The federal government is yet to pay in full the promised sum of $265 million out of N465 million owed foreign airlines operating in the country to settle outstanding ticket sales.
Two weeks ago, the Central Bank of Nigeria (CBN) said it has released the sum of $265 million to airlines operating in the country to settle outstanding ticket sales in a bid to check a brewing crisis in the country’s aviation sector.
A breakdown of the figure indicates that the sum of $230 million was released as special FX intervention while another sum of $35 million was released through Retail Secondary Market Intervention Schemes (SMIS) auction.
However two weeks after, less than 50 percent of the $265 million amount promised to be disbursed to airlines have been released, and some airlines have not received their money.
Speaking at a press conference on Thursday, Susan Akporiaye, president of the National Association of Nigeria Travel Agencies (NANTA) said information reaching NANTA show that some airlines have not received any of their money trapped and some others have only received less than 25 percent of the monies trapped in Nigeria.
Akporiaye said the situation is creating trust issues between the federal government and the airlines and this is the reason some airlines are still charging exorbitant fares.
She said the delay in repatriation of funds of foreign airlines in the country assumed an embarrassing scenario when International Air Transport Association (IATA) bared it’s fangs and labelled the country a debt bearing nation, which brought the knocks to no end.
“In between these strangulating circumstances, the airlines withdrew lower inventories across board, selling at the highest possible openings as way to cushion their trapped funds.
“Amid the challenges and exorbitant option for our clients and other travelling public not excluding the threat to job losses and closure of shops by most of our members, we held on to optimism that our government would respond,” she said.
The NANTA president said several travel agents have closed shop and sacked their workers because they are not able to sell the exorbitant fares by foreign airlines, thereby forcing many out of business.

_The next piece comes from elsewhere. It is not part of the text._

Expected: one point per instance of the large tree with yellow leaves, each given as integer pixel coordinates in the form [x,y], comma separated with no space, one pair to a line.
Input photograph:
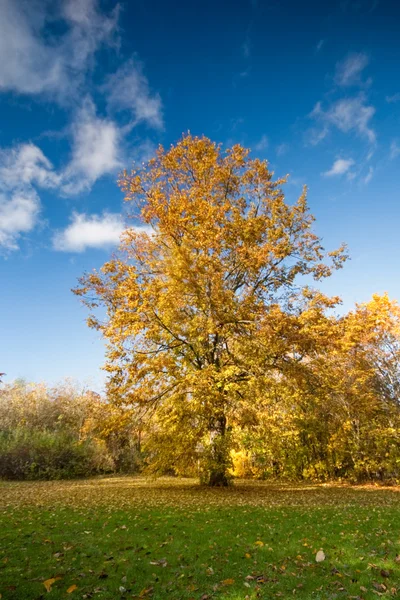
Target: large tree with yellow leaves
[208,313]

“Travel agents use Global Distribution System and inventories were blocked on that platform and even airline offices cannot issue tickets. Those that have not closed inventories are restricting sales to highest ticket inventories and this has affected sales by travel agents.
“Currently several travel agents are out of job. There is a projection that if this continues, over three million direct and indirect jobs will be lost. These are jobs related to travel which include hotels, shops around the airport, ground handlers, travel agents, cleaners, tourists, photographers and canteens amongst others,” Akporiaye explained.
Akporiaye however stated that despite the payments made to the airlines, foreign airlines charge the Nigerian travelling public with most exploitative fares in the name of protecting their business.
“As usual with them, their response which we could describe as ‘High Fare pandemic’, is solely targeted at Nigeria and Nigerians, and cannot be seen where in Africa even in countries where they also have their funds being trapped in Nigeria.
“Nigerians have to buy tickets to the tune of three to four million naira be charged as high as one million naira to change travel dates even on tickets before this trouble began”.
“We appreciate the response to the release of some funds, we urge Government as a matter of urgency to open further windows of engagement and calling for a meeting with all parties involved; to include CBN, Minister of Aviation, Minister of Finance, Foreign Airlines, the Nigeria Civil Aviation Authority and IATA,” she said.